The massive U.S. military budget also cannot be justified by threats from rival nation states. North Korea, Iran and Syria collectively spend roughly one-sixtieth of what we Americans spend on our military. With the possible exception of North Korean missiles, they lack the capability to attack the United States.
They are deterred from doing so in any case. They are local troublemakers – and, as a result, they have local enemies that can contain them.
As for our potential great power rivals – Russia and China – we would have no good reason to fight a war with either in the foreseeable future if we did not guarantee the security of their neighbors. Both lag far behind us in military capability. That would remain the case even with the budget reductions that we propose.
As it stands today, the United States spends about five times more on defense than these two states collectively. As a matter of fact, we account for nearly 50% of all military spending in the world, and the United States’ allies and friends account for much of the rest.
Another argument for high military spending is that U.S. military primacy underlies global stability. According to this theory, our forces and alliance commitments dampen conflict between potential rivals, preventing them from fighting wars that would disrupt trade.
This logic liberates defense planning from old-fashioned considerations like enemies and the balance of power. It sees the requirements of global policing as the basis for the size of the U.S. military. That is no standard at all, which is why hawks embrace it. Boundless objectives justify limitless costs.
That argument overestimates both the American military’s contribution to international stability and the danger that instability abroad poses to Americans. U.S. force deployments in Europe and Asia now contribute little to peace, at best making already low odds of war among states slightly lower. Inertia, rather than our security requirements, explains the perseverance of U.S. military alliances.
During the Cold War, Japan, Western Europe and South Korea grew wealthy enough to defend themselves. We should let them do so. These alliances heighten our force requirements and threaten to drag us into wars, while providing no obvious benefit. Without our forces there, our allies would pay the cost of balancing local adversaries.
There is also scant evidence for the claim that international commerce requires American military protection. The physical threats to global trade today are quite limited. The percentage of shipments protected by military means, let alone U.S. naval vessels, is tiny. And even when political instability does disrupt trade, it has only a minimal economic impact here in the United States.
Hawks also claim that we must spend heavily on defense today to prepare for the eventuality of new rivals. But the best hedge against an uncertain future is a prosperous and innovative economy supporting a capable military that can be expanded to meet rivals should they arise.
We should not greatly cut military spending without thorough-going strategic change. There are efficiencies to be had in our military budget, but making large cuts without reducing commitments would merely impose additional burdens on service-members and their families. Nor should we embrace strategic restraint simply for budgetary reasons.
It is a security strategy first that offers the opportunity to save. Indeed, these recommendations would make sense even without large federal budget deficits.
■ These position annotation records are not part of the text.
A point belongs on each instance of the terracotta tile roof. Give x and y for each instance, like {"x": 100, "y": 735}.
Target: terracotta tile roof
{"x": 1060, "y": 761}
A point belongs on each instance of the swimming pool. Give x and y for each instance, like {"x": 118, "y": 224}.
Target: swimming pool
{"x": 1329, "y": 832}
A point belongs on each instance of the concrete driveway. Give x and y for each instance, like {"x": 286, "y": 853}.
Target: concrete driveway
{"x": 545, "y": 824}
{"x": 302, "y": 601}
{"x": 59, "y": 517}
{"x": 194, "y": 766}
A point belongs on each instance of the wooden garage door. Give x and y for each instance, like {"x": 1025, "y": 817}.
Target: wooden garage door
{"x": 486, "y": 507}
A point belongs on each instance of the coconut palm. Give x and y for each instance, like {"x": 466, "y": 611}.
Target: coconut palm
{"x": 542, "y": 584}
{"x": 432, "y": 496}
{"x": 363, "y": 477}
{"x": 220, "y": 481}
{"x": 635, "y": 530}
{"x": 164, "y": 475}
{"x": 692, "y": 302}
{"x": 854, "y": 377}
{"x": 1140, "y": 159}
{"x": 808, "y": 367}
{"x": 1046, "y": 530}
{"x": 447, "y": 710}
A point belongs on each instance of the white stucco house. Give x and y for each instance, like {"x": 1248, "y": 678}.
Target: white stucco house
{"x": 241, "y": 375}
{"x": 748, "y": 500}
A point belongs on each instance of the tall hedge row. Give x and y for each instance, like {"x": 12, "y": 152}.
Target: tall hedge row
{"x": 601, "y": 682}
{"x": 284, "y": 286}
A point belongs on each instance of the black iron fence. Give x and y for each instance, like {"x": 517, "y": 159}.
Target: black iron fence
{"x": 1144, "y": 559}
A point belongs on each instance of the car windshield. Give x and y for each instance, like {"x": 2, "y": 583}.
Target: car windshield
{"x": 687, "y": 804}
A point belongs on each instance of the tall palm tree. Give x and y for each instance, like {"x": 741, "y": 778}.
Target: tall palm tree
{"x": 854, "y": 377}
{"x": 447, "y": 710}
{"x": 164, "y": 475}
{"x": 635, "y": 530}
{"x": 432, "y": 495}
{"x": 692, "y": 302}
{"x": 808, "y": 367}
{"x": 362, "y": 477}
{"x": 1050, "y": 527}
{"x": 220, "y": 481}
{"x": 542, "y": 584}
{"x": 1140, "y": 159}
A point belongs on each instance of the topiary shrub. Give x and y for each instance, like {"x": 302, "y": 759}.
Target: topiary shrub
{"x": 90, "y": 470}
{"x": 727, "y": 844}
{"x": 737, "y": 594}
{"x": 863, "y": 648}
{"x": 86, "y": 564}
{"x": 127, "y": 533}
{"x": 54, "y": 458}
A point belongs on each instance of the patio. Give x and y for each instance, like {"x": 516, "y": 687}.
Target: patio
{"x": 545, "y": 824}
But large deficits make them more pressing and more likely to attract support.
These proposals may seem radical inside the Beltway. But what is truly radical is the ambition that now justifies the size of the U.S. military: The idea that the United States should use its military to secure rich states in perpetuity, arrest disorder in several poor ones simultaneously, insure global stability and spend the better part of a trillion dollars a year to those ends.
Were the United States to truly revive its historical non-interventionist ideals, deeper savings could be had, without sacrificing security.